THE WYANDOTTE WAGON & CARRIAGE WORKS has been run as an incorporated company for many years, but in June, 1911, it was bought by James Gerlecz, so that now his interests and that of the company are identical. The Wyandotte Wagon & Carriage Works is doing a large business, principally in the nature of repairing wagons and carriages. As Mr. Gerlecz has been in Kansas City such a short time, a few words in regard to his past history may be of interest to his patrons and acquaintances.

James Gerlecz is a native of Hungary, where he was born April 6, 1882. He spent his childhood and youth in his home town, where he attended the excellent public schools that have recently been installed for the Magyar race, and he there learned the machinist trade. He was industrious and skilful, but the rate of wages in Hungary is less than one-fifth that which is paid for the same work in America, and be decided to try his fortunes in the United States. In 1902, in the spring of the year, he bade farewell to his beloved Hungary, with its ever blue Danube, and came across the continent of Europe, where he took passage for America. He first located at Newark, Ohio, where he gained employment with a very large concern, but it was not his intention to work for others very long, and as soon as an opportunity arose, he came to Kansas City - in the fall of the year in which he had landed in America, and in Kansas City he secured a position with the Union Pacific Railroad Company. He worked in the shops of this company until the month of June, 1911, at which time he bought the Wyandotte Carriage & Wagon Works, as above indicated. Mr. Gerlecz is a prefect master of his business, and he has so readily entered into the American ways of doing things that his success in the new venture is assured. He not only knows how to turn out good work, but he seems instinctively to understand how to handle customers and keep them in good humor. He, like most of his countrymen, is a born linguist, and has readily gained a command of the American tongue, so that he is not handicapped in that regard.

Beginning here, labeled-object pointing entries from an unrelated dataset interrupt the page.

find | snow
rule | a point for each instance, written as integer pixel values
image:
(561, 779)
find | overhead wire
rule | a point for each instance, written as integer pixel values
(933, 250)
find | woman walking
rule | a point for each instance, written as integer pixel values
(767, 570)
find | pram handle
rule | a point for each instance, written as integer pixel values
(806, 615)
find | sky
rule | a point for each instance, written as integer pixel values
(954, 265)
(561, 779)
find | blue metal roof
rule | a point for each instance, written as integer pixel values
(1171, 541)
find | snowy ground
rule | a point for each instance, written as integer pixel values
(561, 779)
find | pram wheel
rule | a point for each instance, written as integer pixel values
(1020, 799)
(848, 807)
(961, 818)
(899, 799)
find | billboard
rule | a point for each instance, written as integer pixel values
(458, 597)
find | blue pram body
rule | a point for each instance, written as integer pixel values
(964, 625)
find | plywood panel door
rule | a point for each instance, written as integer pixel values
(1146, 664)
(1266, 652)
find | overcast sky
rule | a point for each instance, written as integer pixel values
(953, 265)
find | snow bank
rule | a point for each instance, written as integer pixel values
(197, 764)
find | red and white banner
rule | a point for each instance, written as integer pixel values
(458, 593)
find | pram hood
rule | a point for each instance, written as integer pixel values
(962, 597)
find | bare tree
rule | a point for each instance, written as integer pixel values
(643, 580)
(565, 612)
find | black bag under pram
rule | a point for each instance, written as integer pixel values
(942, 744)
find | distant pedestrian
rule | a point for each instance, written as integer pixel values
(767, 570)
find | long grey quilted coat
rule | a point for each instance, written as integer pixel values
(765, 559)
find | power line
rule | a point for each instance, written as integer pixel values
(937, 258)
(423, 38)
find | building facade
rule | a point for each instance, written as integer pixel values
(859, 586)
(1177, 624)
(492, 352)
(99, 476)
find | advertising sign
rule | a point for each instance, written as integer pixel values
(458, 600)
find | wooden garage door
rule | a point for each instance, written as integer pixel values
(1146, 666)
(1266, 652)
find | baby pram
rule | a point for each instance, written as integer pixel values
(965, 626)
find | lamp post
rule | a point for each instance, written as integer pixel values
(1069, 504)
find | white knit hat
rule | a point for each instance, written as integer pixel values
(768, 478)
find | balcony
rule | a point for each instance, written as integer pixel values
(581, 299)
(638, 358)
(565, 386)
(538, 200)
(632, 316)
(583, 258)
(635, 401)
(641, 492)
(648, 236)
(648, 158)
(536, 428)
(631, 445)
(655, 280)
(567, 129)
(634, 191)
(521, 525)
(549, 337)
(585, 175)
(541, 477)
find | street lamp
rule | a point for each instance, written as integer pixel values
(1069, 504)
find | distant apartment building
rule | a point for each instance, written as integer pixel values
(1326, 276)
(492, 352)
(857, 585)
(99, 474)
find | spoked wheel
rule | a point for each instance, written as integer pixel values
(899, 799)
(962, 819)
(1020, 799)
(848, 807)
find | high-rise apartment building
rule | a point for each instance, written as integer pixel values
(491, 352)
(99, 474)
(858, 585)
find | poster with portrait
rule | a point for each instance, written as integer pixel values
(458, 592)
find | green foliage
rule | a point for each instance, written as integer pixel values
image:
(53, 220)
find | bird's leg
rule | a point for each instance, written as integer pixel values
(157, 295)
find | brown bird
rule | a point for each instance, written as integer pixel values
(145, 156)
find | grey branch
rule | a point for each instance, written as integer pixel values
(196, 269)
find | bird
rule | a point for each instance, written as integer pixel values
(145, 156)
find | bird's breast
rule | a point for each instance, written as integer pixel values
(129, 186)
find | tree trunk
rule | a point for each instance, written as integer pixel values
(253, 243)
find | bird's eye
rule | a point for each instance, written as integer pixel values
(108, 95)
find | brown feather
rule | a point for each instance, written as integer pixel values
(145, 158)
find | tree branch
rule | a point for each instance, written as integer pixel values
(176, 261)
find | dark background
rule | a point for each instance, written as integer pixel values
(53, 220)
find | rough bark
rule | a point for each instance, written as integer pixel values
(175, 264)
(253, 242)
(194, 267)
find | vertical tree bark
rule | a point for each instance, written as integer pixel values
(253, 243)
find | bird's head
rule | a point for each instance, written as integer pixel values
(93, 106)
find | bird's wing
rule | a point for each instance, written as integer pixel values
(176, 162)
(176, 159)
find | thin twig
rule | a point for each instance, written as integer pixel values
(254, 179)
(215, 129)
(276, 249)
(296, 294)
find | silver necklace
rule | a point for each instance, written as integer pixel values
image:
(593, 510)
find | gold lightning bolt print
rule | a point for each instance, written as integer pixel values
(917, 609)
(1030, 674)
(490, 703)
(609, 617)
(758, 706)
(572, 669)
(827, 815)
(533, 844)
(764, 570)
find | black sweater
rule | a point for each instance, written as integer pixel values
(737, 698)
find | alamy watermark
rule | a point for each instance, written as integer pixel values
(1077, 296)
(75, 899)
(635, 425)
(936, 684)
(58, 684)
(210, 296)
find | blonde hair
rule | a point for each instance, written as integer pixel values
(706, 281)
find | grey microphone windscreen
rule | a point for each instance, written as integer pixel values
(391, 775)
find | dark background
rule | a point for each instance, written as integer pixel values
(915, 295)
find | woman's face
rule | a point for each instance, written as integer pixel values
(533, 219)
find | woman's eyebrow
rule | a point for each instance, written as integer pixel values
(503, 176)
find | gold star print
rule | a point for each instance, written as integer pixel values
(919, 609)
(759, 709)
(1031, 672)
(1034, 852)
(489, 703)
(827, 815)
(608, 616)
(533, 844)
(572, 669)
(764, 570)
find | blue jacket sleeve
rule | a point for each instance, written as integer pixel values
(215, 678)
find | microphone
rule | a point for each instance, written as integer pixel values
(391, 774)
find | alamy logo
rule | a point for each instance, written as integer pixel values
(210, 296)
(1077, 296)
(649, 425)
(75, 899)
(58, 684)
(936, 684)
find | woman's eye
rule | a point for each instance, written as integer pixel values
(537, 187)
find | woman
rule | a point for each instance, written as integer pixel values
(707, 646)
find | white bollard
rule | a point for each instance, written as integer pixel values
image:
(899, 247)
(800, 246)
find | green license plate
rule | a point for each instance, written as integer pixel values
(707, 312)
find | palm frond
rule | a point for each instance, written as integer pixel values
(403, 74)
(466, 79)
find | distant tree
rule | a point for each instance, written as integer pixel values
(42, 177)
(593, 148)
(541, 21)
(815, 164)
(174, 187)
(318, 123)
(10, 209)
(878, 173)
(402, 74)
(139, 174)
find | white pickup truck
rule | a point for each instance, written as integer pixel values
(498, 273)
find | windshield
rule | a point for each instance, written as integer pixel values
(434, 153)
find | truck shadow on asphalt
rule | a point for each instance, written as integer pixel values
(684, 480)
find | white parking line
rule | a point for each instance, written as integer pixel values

In 1905 Mr. Gerlecz was united in marriage to Miss Anna Nemeth, the daughter of John Nemeth, a resident of Kansas City, where the wedding occurred. To this union two children have been born, Irene and Goldie, but little Goldie was not destined to battle with the world, as in the month of July, 1909, the little, frail, eight months' old baby, died and was buried in St. John's cemetery, mourned by her parents and the small sister who was too young to realize the extent of her loss.

Mr. Gerlecz's father, Frank Gerlecz, is still living in Hungary, where he buried his wife, Katie (Rengal) Gerlecz, in 1897, at the age of forty-two. Mr. James Gerlecz has that spirit of determination which is bound to have its effect, and although the wagon works has been a prosperous concern, it is evident from the manner in which its present proprietor has commenced his active connection with these works, that they will be the gainers by the changed managers.